Don García is ever in search of similes to describe life as he sees it – afresh each day – in this square. His temperament gives rise to flights of operatic fancy, such as his belief – though Don Leopoldo assures him repeatedly it is out of the question – that Caruso once sang at the Alhambra in the role of Lord Henry Ashton.
Don García’s eyes cannot help prancing over the road to the site of this theatre where on the night of 24 October 1927 the receptionist fell asleep with her cigarette between the pages of Ouspensky’s Tertium Organum (and where ten years later the celluloid overheated during a showing of The Rubber Man’s Daughter). On each occasion the place was burnt to a cinder.
Don García does not see the grassed-over stage occupied by three chickens and a derelict bus. He sees the dado mosaic floor, the spangled velvet curtains, the massive backdrops, the castles rising from landscaped gardens. He does not mind that this backdrop was used whatever the work: opera, film, or pantomime. He never minded either when a French company performed Così fan tutte and Don Alfonso’s beard fell off; nor when in the love scene the chaise longue slid into the orchestra pit and broke the legs of a Swedish cellist (nor when the shoes of the prompter appeared under the curtain). He never minded because he is a man for whom disbelief suspends as easily as that curtain. Which is why he imagines every now and then, when the wind from the river is right, he can hear the opening notes from “Una furtiva làgrima”.
Don García is also a picaflor. He likes women. He more than likes them. He adores them. He remembers, before the Alhambra burnt down a second time, when money was in pound sterling and you could get a girl for the price of the handkerchief in his pocket. He spent a lot on handkerchiefs. All men were children of Adam, he used to say then. It was the silk that made the difference.
Now the girls never look at him. But it doesn’t prevent him, if a pretty one walks by, from arranging his face to look mysterious, haughty, someone of infinite possibility, when he knows in his heart that all the girl sees is a piece of flotsam on a bench. Or three old men on a bench.
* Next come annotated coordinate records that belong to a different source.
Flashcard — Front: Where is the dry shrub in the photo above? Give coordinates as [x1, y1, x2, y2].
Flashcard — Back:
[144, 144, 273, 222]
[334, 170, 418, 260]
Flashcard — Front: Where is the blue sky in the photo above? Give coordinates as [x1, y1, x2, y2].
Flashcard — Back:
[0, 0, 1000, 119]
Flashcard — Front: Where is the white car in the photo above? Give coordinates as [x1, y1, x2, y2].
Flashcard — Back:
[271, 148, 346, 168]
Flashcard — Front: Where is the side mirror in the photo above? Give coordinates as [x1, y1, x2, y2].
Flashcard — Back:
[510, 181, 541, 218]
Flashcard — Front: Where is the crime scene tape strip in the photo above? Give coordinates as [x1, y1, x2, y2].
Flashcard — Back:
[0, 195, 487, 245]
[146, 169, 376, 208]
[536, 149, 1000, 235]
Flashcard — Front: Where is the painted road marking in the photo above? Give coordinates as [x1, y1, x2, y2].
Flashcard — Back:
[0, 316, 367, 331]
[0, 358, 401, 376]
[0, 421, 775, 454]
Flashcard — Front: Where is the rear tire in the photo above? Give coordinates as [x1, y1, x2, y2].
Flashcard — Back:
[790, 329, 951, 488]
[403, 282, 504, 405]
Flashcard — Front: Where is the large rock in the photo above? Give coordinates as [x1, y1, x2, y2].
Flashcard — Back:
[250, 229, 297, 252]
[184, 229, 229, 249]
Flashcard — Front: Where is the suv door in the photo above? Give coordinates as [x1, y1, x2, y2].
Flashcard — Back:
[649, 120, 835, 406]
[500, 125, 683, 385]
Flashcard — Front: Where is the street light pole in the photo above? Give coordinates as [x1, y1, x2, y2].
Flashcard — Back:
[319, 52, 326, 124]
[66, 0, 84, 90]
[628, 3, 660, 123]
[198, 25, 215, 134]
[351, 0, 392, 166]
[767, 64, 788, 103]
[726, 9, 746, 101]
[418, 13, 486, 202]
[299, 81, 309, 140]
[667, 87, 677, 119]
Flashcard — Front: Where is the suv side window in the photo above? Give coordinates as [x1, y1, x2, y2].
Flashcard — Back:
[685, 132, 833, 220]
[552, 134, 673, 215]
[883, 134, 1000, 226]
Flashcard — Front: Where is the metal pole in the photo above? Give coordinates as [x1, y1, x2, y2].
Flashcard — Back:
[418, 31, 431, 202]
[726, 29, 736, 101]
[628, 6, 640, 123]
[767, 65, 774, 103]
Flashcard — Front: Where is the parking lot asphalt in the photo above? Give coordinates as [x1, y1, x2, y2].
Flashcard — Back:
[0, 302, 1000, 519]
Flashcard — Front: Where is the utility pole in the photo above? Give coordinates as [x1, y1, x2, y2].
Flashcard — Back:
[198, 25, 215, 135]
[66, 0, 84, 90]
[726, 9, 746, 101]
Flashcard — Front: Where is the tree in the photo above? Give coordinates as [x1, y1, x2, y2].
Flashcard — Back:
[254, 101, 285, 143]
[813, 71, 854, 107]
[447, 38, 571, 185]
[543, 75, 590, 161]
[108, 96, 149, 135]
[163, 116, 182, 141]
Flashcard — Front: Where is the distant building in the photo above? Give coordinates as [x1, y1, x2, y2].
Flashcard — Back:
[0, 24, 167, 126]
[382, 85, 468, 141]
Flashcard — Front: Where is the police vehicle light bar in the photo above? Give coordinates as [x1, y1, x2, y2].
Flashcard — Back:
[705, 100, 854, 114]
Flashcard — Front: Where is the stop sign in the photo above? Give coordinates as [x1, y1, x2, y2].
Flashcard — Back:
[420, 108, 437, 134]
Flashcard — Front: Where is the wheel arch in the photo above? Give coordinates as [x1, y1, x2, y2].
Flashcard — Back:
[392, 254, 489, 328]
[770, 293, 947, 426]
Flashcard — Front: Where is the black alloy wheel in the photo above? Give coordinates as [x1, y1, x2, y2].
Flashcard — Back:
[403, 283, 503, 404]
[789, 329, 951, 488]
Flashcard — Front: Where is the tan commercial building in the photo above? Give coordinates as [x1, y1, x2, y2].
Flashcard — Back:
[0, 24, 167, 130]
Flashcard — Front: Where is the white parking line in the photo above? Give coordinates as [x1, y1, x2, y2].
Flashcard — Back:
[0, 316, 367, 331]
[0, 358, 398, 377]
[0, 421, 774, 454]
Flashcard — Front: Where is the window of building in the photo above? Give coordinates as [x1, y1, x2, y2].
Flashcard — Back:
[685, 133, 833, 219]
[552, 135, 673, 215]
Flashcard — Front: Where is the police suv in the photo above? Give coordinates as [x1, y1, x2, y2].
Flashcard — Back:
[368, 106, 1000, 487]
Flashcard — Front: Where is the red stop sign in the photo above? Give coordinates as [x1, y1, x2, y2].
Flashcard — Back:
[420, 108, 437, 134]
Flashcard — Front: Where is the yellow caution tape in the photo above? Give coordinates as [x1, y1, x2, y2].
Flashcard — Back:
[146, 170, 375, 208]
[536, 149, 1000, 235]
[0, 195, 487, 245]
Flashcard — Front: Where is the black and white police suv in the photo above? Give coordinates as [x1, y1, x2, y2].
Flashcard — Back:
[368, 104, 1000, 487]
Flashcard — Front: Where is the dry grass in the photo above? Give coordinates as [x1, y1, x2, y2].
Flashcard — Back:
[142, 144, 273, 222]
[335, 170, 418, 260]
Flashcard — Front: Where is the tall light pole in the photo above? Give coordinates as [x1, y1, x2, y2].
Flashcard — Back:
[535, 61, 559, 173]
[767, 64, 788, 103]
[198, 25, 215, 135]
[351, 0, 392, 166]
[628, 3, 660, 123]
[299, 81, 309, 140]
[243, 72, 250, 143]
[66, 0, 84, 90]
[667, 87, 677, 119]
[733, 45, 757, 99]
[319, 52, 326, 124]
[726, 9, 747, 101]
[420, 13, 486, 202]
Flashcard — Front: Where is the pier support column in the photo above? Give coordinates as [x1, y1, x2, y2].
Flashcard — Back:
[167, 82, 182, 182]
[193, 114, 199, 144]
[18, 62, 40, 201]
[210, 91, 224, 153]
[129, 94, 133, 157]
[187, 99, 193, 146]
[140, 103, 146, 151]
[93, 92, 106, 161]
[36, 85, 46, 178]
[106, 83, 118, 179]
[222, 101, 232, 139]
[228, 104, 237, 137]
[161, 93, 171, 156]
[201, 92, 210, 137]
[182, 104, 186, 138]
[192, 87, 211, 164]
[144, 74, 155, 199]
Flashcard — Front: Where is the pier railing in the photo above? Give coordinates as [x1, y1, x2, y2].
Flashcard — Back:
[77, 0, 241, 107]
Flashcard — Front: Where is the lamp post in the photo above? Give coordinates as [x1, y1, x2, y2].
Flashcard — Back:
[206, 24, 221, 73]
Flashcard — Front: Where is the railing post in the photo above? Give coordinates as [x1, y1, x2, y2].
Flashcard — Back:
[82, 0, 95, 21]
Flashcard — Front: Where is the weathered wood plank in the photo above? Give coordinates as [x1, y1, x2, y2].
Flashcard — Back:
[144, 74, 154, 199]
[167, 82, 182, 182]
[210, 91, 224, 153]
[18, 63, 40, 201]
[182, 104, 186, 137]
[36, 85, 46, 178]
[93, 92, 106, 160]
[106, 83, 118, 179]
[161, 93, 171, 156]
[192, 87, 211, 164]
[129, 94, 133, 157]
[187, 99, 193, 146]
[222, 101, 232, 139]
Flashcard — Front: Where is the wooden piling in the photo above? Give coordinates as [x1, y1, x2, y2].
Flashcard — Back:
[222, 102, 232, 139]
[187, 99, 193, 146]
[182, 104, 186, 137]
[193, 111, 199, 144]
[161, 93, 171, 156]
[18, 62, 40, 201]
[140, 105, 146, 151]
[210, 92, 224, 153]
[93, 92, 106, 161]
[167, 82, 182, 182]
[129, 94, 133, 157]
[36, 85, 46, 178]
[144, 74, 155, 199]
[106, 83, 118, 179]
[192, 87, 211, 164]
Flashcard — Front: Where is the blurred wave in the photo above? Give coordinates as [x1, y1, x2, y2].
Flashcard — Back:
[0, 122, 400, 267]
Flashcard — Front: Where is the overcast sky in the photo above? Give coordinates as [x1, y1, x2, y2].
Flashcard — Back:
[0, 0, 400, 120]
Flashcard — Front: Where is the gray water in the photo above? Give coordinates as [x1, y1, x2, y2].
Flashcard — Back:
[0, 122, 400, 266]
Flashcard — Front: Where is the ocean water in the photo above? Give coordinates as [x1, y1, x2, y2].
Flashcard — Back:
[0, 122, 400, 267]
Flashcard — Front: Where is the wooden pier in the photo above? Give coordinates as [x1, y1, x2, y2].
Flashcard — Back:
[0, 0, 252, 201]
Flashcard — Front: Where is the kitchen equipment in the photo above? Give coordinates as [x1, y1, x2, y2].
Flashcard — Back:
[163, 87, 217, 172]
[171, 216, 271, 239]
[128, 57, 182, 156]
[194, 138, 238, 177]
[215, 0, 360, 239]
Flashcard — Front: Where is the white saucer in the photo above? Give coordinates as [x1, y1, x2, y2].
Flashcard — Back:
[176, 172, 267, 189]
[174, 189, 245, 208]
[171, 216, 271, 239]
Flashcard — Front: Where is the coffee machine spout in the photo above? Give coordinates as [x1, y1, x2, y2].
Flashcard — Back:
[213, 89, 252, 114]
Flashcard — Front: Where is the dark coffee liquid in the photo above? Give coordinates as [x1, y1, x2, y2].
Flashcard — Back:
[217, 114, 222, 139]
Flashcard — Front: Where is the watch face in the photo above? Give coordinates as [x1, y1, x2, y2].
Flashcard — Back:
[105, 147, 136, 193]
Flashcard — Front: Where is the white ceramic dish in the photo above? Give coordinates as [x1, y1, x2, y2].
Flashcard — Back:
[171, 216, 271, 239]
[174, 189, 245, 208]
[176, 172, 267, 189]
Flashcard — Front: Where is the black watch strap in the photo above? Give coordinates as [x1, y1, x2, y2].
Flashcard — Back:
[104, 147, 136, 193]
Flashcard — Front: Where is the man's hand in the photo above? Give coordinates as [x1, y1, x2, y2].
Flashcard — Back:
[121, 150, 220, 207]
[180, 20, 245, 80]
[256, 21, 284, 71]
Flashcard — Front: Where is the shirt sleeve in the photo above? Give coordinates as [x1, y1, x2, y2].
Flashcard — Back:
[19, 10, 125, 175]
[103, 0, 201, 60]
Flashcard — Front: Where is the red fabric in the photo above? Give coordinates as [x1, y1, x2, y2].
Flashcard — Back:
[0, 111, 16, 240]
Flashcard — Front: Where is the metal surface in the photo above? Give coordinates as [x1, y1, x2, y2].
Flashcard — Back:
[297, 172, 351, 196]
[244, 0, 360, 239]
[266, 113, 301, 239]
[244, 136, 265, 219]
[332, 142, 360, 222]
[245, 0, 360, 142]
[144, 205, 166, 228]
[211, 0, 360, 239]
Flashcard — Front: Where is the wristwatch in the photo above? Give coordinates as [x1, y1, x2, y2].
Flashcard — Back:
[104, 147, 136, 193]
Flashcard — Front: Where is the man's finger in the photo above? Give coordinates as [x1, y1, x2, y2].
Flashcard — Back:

They sit here in the same position every day, the singer, the drinker, the local historian. Three narrators watching over the same scene. No one can hope to cross the square without their knowledge. From the glimpses of those who pass by they concoct whole lives.
“What’s this?” says Don Wenceslau, noticing for the first time the dead flies at his feet. He picks one up at the second attempt. He caresses the ruddy wings.